From 84c384cc57152005e8e45422cdecc4817cb042e8 Mon Sep 17 00:00:00 2001
From: "shichen.fsc" <shichen.fsc@alibaba-inc.com>
Date: Fri, 9 Sep 2022 10:06:20 +0800
Subject: [PATCH] [to #42322933] add httpurl support for KWS         Link:
 https://code.alibaba-inc.com/Ali-MaaS/MaaS-lib/codereview/10078262

---
 .../pipelines/audio/kws_kwsbp_pipeline.py     |  9 +++++
 modelscope/utils/audio/audio_utils.py         | 35 +++++++++++--------
 tests/pipelines/test_key_word_spotting.py     | 23 ++++++++++++
 3 files changed, 52 insertions(+), 15 deletions(-)

diff --git a/modelscope/pipelines/audio/kws_kwsbp_pipeline.py b/modelscope/pipelines/audio/kws_kwsbp_pipeline.py
index 1f31766a..866b8d0b 100644
--- a/modelscope/pipelines/audio/kws_kwsbp_pipeline.py
+++ b/modelscope/pipelines/audio/kws_kwsbp_pipeline.py
@@ -8,6 +8,8 @@ from modelscope.models import Model
 from modelscope.pipelines.base import Pipeline
 from modelscope.pipelines.builder import PIPELINES
 from modelscope.preprocessors import WavToLists
+from modelscope.utils.audio.audio_utils import (extract_pcm_from_wav,
+                                                load_bytes_from_url)

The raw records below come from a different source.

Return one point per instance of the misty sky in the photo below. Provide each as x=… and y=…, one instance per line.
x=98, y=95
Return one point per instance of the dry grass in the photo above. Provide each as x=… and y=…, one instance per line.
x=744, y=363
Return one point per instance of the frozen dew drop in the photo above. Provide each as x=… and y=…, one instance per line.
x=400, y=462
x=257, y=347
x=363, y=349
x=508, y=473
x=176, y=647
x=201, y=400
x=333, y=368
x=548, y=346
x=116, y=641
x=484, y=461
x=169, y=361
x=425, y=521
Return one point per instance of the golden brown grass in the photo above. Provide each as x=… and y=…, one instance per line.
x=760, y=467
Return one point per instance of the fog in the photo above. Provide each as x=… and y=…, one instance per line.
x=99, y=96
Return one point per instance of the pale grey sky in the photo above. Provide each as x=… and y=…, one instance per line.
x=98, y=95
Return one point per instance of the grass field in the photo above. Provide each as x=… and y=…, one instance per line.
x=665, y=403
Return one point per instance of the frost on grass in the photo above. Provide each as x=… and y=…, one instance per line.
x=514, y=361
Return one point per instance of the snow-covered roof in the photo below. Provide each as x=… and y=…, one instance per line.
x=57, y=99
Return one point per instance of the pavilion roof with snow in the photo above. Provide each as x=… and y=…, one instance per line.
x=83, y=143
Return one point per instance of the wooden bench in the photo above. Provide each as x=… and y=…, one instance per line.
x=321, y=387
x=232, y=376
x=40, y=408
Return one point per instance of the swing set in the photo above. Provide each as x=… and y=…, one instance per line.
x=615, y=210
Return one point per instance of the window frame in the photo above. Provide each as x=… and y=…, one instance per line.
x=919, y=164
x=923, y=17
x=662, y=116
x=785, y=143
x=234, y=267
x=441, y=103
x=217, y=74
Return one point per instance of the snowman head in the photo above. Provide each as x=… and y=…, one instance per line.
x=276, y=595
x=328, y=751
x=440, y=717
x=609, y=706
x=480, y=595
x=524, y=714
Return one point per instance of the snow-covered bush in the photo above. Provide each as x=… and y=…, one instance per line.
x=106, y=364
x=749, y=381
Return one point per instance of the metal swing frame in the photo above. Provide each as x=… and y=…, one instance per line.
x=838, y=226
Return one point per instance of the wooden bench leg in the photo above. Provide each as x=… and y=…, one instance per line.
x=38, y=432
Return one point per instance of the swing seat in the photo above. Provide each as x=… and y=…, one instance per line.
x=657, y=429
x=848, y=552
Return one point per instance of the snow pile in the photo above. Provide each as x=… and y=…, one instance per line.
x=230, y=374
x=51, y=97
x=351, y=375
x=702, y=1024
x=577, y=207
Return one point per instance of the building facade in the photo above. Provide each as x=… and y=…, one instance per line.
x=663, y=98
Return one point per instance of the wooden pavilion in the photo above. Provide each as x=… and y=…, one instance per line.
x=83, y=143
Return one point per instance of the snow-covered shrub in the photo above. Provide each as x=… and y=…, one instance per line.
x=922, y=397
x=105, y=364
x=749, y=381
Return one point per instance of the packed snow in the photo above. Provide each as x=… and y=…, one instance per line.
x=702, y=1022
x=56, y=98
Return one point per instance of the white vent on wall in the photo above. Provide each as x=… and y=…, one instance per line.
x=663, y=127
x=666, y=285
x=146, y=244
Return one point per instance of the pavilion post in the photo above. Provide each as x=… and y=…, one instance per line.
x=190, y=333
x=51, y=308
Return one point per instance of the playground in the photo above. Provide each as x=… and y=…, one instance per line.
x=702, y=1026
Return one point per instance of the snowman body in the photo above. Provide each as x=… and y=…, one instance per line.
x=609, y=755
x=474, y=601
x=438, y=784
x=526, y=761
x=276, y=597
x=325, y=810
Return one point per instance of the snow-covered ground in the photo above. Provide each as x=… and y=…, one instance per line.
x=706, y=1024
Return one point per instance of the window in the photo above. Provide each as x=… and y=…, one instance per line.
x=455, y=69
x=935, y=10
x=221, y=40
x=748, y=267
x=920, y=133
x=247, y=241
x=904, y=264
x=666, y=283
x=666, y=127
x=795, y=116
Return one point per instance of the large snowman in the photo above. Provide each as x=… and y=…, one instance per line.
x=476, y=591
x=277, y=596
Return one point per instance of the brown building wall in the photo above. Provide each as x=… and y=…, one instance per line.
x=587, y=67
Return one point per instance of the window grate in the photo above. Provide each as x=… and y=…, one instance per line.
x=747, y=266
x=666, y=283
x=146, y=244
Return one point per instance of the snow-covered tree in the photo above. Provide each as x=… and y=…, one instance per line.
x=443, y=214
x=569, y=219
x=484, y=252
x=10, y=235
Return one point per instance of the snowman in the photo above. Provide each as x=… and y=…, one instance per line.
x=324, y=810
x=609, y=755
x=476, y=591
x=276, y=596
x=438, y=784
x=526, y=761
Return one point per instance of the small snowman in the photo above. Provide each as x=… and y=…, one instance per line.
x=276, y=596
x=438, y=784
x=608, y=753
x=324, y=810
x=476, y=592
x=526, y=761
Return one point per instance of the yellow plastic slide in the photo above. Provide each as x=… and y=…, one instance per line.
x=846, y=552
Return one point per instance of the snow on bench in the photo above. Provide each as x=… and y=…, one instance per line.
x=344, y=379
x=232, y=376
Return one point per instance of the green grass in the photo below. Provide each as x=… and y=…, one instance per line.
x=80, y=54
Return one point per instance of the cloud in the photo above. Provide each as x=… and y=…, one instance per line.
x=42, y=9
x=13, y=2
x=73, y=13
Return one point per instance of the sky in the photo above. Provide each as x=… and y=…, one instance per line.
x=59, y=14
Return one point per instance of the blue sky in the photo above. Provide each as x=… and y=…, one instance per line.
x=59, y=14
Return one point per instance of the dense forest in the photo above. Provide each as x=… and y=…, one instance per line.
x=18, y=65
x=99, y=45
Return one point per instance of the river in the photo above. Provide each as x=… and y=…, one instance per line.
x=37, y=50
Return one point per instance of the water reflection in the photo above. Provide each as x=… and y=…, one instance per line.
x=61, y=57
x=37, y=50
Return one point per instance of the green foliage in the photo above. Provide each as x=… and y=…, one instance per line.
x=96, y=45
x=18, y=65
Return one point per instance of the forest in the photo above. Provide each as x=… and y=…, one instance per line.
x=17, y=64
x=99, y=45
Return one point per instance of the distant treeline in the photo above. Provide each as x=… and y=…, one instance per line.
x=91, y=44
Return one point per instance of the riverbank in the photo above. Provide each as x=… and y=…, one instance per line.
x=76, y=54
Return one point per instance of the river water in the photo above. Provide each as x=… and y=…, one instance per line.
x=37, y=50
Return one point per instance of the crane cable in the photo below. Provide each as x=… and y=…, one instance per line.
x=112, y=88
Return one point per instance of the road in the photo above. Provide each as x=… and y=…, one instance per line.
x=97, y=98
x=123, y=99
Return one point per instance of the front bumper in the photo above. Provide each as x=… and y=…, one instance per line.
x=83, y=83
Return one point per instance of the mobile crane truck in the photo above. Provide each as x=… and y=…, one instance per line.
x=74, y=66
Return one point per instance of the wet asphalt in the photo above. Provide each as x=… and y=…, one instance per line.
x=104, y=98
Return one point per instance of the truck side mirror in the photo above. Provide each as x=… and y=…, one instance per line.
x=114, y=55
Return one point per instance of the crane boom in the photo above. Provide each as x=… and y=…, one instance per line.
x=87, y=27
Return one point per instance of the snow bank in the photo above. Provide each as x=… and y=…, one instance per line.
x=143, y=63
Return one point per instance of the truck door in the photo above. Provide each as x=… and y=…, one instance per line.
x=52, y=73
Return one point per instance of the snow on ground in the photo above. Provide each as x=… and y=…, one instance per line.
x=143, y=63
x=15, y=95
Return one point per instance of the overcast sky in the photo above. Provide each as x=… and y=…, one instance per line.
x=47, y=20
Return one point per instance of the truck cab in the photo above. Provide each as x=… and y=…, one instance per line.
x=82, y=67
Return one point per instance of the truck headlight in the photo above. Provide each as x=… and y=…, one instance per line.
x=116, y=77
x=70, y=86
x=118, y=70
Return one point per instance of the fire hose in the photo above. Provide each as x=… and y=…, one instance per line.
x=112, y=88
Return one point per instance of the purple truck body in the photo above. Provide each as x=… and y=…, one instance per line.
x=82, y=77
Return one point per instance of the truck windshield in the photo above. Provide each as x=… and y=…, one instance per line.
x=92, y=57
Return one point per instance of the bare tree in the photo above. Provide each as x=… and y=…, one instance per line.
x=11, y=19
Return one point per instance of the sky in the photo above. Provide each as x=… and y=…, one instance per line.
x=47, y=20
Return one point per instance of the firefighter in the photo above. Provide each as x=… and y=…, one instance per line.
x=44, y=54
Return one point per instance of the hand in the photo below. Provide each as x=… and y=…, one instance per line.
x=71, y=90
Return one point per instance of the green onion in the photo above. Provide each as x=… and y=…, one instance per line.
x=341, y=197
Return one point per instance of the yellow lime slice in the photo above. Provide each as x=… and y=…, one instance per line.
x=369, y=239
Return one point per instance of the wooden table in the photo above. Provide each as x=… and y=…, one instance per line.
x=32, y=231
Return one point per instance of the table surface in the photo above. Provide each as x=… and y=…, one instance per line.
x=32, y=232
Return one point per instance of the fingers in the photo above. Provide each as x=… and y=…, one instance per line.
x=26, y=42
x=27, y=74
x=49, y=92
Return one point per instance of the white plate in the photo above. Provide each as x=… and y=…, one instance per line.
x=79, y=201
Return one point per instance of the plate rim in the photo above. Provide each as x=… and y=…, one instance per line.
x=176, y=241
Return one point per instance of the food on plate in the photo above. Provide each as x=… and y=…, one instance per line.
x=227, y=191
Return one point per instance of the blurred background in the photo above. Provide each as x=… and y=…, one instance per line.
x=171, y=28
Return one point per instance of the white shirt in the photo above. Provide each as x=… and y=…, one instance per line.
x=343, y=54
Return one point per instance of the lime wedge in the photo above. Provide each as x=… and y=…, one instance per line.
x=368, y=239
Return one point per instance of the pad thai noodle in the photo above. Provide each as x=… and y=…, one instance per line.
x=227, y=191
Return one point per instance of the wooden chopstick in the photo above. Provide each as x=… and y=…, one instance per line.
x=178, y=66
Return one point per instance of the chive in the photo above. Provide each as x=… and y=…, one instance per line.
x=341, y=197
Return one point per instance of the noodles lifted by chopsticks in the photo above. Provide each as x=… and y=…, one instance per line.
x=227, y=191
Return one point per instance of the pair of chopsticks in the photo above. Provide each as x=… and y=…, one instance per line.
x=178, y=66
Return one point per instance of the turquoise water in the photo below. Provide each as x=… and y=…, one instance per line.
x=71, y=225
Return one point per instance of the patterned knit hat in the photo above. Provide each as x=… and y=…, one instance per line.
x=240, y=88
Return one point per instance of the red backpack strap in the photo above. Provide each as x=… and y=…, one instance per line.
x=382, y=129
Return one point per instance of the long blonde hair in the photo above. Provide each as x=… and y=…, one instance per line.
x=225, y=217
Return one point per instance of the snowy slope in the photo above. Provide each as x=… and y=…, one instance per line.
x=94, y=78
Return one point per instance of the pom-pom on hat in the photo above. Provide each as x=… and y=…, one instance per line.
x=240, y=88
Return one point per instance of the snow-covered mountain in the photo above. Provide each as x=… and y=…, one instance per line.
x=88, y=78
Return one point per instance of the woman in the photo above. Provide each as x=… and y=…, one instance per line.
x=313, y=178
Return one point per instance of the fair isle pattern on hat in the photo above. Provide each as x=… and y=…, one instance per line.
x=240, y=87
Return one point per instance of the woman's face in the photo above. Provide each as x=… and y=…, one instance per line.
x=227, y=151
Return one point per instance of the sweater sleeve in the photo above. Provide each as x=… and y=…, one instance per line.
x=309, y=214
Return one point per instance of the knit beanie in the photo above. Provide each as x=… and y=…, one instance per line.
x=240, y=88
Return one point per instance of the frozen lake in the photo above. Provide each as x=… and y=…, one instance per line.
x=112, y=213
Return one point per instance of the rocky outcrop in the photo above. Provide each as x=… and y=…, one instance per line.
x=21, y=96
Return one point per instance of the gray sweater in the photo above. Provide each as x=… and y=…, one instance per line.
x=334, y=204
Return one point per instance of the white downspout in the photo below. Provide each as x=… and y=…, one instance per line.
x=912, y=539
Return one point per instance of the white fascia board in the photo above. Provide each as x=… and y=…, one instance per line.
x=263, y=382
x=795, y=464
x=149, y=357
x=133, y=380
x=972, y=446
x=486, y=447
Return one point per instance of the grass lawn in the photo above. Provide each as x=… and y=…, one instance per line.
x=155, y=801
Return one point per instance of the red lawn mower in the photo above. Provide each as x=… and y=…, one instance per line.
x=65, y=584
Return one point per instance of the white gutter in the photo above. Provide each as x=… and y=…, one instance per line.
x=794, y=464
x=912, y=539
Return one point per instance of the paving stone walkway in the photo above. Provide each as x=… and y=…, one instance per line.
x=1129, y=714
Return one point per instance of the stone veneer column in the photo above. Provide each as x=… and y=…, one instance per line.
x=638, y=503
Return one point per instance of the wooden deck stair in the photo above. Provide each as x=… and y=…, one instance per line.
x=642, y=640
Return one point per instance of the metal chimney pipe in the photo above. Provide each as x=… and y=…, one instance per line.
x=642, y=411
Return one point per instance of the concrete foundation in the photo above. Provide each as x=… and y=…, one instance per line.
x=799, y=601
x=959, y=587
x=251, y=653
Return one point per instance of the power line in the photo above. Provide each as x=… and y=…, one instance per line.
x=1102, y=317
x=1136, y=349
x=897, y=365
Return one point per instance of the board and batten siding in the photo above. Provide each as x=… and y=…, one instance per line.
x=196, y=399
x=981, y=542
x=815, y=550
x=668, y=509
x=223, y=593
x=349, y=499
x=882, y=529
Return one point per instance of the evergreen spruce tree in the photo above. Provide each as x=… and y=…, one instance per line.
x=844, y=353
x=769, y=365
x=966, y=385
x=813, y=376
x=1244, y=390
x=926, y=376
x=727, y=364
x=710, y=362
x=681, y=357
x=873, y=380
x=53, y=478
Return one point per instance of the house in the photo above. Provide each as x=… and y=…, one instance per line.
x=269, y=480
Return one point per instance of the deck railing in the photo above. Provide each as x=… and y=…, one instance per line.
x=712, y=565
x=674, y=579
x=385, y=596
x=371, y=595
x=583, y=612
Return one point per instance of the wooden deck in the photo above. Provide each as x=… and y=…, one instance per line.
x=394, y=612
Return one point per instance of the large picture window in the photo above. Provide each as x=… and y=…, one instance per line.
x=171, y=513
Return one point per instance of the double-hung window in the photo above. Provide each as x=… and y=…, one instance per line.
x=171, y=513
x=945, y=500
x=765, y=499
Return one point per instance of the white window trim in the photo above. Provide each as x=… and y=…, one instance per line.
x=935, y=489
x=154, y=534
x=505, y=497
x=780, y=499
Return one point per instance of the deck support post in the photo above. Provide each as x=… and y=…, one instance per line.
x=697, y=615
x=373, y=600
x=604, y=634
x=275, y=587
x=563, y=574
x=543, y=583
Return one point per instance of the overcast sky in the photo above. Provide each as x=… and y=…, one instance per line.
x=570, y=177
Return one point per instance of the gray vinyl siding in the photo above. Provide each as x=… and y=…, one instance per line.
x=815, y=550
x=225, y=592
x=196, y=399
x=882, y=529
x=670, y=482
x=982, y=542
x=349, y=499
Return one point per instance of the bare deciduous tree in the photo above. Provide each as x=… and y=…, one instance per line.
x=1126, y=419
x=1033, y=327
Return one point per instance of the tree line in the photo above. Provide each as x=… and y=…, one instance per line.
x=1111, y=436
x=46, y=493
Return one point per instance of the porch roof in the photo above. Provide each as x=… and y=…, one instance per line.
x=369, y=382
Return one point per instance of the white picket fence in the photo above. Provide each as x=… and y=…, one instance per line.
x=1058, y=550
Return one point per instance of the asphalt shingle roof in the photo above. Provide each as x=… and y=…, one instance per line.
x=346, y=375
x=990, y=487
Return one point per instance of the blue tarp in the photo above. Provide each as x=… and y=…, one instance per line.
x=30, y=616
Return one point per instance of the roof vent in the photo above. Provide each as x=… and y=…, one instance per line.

 from modelscope.utils.constant import Tasks
 from modelscope.utils.logger import get_logger
 
@@ -40,6 +42,13 @@ class KeyWordSpottingKwsbpPipeline(Pipeline):
         if self.preprocessor is None:
             self.preprocessor = WavToLists()
 
+        if isinstance(audio_in, str):
+            # load pcm data from url if audio_in is url str
+            audio_in = load_bytes_from_url(audio_in)
+        elif isinstance(audio_in, bytes):
+            # load pcm data from wav data if audio_in is wave format
+            audio_in = extract_pcm_from_wav(audio_in)
+
         output = self.preprocessor.forward(self.model.forward(), audio_in)
         output = self.forward(output)
         rst = self.postprocess(output)
diff --git a/modelscope/utils/audio/audio_utils.py b/modelscope/utils/audio/audio_utils.py
index c93e0102..4c2c45cc 100644
--- a/modelscope/utils/audio/audio_utils.py
+++ b/modelscope/utils/audio/audio_utils.py
@@ -42,23 +42,28 @@ def extract_pcm_from_wav(wav: bytes) -> bytes:
     if len(data) > 44:
         frame_len = 44
         file_len = len(data)
-        header_fields = {}
-        header_fields['ChunkID'] = str(data[0:4], 'UTF-8')
-        header_fields['Format'] = str(data[8:12], 'UTF-8')
-        header_fields['Subchunk1ID'] = str(data[12:16], 'UTF-8')
-        if header_fields['ChunkID'] == 'RIFF' and header_fields[
-                'Format'] == 'WAVE' and header_fields['Subchunk1ID'] == 'fmt ':
-            header_fields['SubChunk1Size'] = struct.unpack('<I',
-                                                           data[16:20])[0]
+        try:
+            header_fields = {}
+            header_fields['ChunkID'] = str(data[0:4], 'UTF-8')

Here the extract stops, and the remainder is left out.